Virginia Lawyers Weekly
July 8, 2013

Thomas R. McCarthy, a partner in Wiley Rein’s Appellate Practice, was quoted by Virginia Lawyers Weekly in a June 27 article on the U.S. Supreme Court’s recent ruling that individual arbitration agreements bar a group of restaurant owners from pursuing a class-action antitrust claim against American Express Co.

Ruling in favor of American Express, the Justices said in a 5-3 decision that a contractual waiver of class arbitration must be enforced, even if pursuing individual claims would cost plaintiffs more than they might recover in potential damages. On behalf of a group of law professors, Mr. McCarthy had filed an amicus curiae brief with the Court in support of American Express.

The Supreme Court’s decision in American Express v. Italian Colors Restaurant is “a resounding victory for freedom of contract principles,” Mr.
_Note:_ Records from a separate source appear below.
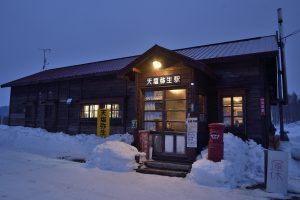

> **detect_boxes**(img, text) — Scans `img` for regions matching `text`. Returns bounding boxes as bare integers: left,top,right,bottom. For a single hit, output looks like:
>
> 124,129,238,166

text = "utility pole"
41,49,52,70
276,8,289,141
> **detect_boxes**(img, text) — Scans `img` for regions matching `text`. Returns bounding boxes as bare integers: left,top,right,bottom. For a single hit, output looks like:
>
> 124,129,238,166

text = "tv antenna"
41,49,52,70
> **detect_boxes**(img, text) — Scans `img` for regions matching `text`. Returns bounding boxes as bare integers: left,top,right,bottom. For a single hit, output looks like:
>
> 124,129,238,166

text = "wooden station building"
1,35,278,161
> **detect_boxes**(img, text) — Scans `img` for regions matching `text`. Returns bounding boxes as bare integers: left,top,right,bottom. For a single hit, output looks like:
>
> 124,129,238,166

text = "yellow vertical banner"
97,109,110,137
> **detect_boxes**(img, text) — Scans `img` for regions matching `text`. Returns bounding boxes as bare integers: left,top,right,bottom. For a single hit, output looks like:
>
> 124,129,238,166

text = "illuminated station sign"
146,75,181,86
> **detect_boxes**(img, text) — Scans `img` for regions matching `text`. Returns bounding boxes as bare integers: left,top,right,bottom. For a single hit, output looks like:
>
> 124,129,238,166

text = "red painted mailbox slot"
207,123,225,162
139,130,150,159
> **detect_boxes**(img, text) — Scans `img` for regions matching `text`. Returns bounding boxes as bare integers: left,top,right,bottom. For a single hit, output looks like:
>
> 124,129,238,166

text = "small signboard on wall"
97,109,110,137
186,117,198,148
260,97,266,116
266,150,288,195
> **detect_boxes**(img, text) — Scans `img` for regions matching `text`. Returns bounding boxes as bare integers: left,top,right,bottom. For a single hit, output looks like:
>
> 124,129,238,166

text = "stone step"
144,161,192,172
136,167,187,178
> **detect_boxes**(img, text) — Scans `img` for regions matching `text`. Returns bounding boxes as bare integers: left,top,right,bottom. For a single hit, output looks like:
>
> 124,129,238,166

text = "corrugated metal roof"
175,35,278,60
1,57,136,87
1,35,278,87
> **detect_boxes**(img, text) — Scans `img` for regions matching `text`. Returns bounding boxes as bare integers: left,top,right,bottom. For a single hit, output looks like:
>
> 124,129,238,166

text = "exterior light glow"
152,60,161,69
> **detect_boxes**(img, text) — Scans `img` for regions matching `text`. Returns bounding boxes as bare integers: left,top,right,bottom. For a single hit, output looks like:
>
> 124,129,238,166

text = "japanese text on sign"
186,118,198,148
146,75,181,86
97,109,110,137
260,97,266,116
266,150,288,195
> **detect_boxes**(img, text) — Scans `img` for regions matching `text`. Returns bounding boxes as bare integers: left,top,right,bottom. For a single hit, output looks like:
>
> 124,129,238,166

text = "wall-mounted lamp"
152,60,161,69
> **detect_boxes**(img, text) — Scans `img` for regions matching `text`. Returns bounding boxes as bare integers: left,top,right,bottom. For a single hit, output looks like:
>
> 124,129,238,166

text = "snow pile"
277,121,300,193
0,125,133,159
86,141,139,172
189,133,264,188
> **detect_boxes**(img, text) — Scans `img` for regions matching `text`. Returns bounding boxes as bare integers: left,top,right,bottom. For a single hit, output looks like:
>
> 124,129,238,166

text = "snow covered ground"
0,124,300,200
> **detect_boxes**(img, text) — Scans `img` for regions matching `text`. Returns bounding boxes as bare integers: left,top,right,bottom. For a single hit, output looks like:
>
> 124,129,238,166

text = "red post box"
207,123,225,162
139,130,150,159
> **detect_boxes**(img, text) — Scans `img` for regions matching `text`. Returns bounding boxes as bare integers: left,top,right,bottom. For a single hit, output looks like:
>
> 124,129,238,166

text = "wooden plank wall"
210,57,270,146
10,75,136,134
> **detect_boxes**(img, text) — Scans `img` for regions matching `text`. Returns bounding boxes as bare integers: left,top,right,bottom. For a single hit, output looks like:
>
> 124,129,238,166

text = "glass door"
144,89,186,154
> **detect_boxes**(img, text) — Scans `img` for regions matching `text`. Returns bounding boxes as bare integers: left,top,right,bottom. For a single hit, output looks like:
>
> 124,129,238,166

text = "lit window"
222,96,243,127
81,105,99,118
104,104,121,119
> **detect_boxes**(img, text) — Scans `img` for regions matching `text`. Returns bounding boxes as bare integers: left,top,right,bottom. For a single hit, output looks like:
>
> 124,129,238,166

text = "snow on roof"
1,35,278,87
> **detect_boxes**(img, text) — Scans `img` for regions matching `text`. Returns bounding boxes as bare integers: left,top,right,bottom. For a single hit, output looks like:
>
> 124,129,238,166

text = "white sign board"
266,150,288,195
186,117,198,148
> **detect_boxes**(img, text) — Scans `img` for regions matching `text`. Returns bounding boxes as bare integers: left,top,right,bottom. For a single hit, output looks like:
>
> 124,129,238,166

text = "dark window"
25,105,34,120
222,96,244,127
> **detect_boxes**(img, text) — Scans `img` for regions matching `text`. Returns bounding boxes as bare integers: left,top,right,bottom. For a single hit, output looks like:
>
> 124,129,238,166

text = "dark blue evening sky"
0,0,300,106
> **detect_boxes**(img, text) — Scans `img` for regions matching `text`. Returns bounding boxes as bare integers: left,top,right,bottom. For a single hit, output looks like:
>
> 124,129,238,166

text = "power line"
282,29,300,39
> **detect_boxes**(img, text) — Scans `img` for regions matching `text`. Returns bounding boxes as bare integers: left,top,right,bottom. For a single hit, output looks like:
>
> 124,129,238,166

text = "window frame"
220,93,246,130
80,102,123,120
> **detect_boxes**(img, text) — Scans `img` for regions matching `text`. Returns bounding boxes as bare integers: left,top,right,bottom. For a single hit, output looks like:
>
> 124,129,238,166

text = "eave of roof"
1,35,278,88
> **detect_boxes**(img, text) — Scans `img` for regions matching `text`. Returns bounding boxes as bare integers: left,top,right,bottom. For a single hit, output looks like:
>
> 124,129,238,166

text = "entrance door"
144,89,187,156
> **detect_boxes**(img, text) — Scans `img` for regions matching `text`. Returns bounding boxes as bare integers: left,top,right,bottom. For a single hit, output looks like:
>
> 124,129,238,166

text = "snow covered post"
207,123,225,162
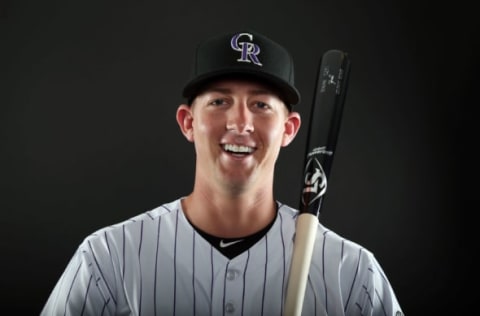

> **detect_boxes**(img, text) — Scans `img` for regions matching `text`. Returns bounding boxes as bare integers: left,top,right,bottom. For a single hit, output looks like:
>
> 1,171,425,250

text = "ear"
177,104,193,142
282,112,302,147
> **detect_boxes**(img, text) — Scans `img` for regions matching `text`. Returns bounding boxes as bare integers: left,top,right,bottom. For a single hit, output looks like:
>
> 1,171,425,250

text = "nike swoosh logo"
220,239,243,248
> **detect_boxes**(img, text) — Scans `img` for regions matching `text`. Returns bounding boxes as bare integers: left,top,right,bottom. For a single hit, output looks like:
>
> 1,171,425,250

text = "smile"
222,144,254,155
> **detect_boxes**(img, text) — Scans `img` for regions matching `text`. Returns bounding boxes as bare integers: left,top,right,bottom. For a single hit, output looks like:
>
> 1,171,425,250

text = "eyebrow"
205,87,276,95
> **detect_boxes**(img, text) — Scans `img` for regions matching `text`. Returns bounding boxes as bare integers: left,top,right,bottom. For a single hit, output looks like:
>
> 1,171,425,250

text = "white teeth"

McCarthy told Virginia Lawyers Weekly. “The parties are left to the bargain they agreed to.”

According to the article, many companies updated their arbitration agreements to include class action waivers after the Supreme Court’s 2011 ruling—in AT&T Mobility LLC v. Concepcion—that federal law preempts state laws that prohibit such waivers.

“If they haven’t done it already, I certainly expect they would after American Express,” Mr. McCarthy said.